Large Drupal forum migration, importer errors and limitations

Oh… I never even thought about running the importer more than once on the production data. Thanks a lot for that idea.

So basically I would do a production Drupal database dump and run a full import for however long that takes while leaving the Drupal forum open to the public, then I would put the Drupal forum in offline mode and do another database dump and load that one into the importer MySQL instance and re-run the importer script?

The only disadvantage I can see there is that any Drupal post edits or post deletions or existing user profile changes during that interval (lets call it 3 days) from initial import until the second import would not get imported, only completely new users and posts during that interval, correct?

That’s right. Data that are edited will be lost. The alternative is taking the forum offline for that time. You could warn people. In practice, no one has complained.

1 Like

Cool, that sounds like a pretty reasonable compromise to minimize downtime. Thanks again for the idea.

1 Like

Just after I committed to the final production import run I was randomly checking some of the imported forum threads when I discovered a big issue. As has been the recurring theme here, it’s not really the fault of Discourse or the importer script. But it turns out that when a topic reply (“comment” in Drupal parlance) is edited it sometimes changes the created timestamp. As far as I can tell it should change the changed timestamp instead. But despite this bug in Drupal it still keeps the comment threading in order. But the way the Drupal importer script for Discourse works it apparently sorts the replies by their created timestamp (although I don’t see any ORDER clauses in the drupal.rb script). From my testing in phpMyAdmin on the Drupal database it looks like it simply needs an ORDER BY c.cid ASC to maintain the correct threading order via the original Drupal comment ID cid which is is sequential and never changes. But I’m not sure if the Discourse importer will allow sequential replies to have dates that are out of order, and/or if it will go ahead and do its own sorting by post date? I’d like to get the opinion of the original creator of the drupal.rb importer (and anybody else too obviously), would this work and would there be any unintended consequences?

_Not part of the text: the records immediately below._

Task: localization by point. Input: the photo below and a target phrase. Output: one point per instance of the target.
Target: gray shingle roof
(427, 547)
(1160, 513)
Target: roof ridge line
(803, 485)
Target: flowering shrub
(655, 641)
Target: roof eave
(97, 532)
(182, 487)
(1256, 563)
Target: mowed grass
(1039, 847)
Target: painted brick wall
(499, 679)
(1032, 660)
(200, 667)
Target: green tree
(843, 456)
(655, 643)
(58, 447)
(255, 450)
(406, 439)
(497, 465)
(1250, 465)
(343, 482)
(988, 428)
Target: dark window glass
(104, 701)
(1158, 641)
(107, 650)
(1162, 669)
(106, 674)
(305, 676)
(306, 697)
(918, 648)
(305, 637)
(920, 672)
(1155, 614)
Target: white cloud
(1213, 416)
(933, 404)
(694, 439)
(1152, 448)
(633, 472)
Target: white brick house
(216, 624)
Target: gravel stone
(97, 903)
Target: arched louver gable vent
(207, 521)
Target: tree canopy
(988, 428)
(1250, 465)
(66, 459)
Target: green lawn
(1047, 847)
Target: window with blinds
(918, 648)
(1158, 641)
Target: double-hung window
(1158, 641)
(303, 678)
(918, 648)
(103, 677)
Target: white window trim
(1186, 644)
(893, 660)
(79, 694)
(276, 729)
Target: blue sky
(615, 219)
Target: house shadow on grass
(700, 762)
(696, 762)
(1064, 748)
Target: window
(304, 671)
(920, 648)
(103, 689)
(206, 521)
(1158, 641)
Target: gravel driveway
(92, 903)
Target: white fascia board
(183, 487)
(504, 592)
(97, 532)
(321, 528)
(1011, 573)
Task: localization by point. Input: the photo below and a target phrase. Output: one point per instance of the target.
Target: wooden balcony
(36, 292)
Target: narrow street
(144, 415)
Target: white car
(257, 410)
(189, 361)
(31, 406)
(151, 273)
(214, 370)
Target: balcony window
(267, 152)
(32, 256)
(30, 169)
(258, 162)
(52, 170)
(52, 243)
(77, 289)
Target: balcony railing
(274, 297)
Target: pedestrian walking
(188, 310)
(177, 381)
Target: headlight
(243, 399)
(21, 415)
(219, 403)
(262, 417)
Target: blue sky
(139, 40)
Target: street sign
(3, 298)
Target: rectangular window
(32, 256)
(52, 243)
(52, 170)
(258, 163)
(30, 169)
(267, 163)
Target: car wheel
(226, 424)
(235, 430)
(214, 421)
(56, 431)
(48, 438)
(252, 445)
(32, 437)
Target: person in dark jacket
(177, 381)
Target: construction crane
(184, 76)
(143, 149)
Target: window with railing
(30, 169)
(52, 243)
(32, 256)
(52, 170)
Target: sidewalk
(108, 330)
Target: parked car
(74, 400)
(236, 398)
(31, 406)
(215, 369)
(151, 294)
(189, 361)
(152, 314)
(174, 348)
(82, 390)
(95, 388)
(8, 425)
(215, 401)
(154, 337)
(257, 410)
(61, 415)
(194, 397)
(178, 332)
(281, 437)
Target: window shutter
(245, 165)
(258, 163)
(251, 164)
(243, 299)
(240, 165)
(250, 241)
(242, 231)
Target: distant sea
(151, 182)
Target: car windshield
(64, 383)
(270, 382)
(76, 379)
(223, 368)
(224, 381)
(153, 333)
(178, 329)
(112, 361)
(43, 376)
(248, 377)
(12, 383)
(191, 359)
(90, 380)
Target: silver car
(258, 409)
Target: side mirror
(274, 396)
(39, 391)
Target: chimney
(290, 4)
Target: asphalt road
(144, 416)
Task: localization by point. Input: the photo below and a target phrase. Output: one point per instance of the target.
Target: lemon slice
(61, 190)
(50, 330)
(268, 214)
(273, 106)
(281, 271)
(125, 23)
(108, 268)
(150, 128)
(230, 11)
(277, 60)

I think (but don’t really know, drupal’s database makes no sense to me), that you can adjust the query to pull the created at from the original post and not the edited one.

I think that there is a table that contains the original post/time and another with the edits.

I think that ording by cid won’t hurt anything.

1 Like

It really doesn’t make any sense. The problem is like this, the two highlighted rows should be the 2nd and 3rd replies in the thread, but in Discourse they’re somewhere after the 500th position because that’s where their timestamp is.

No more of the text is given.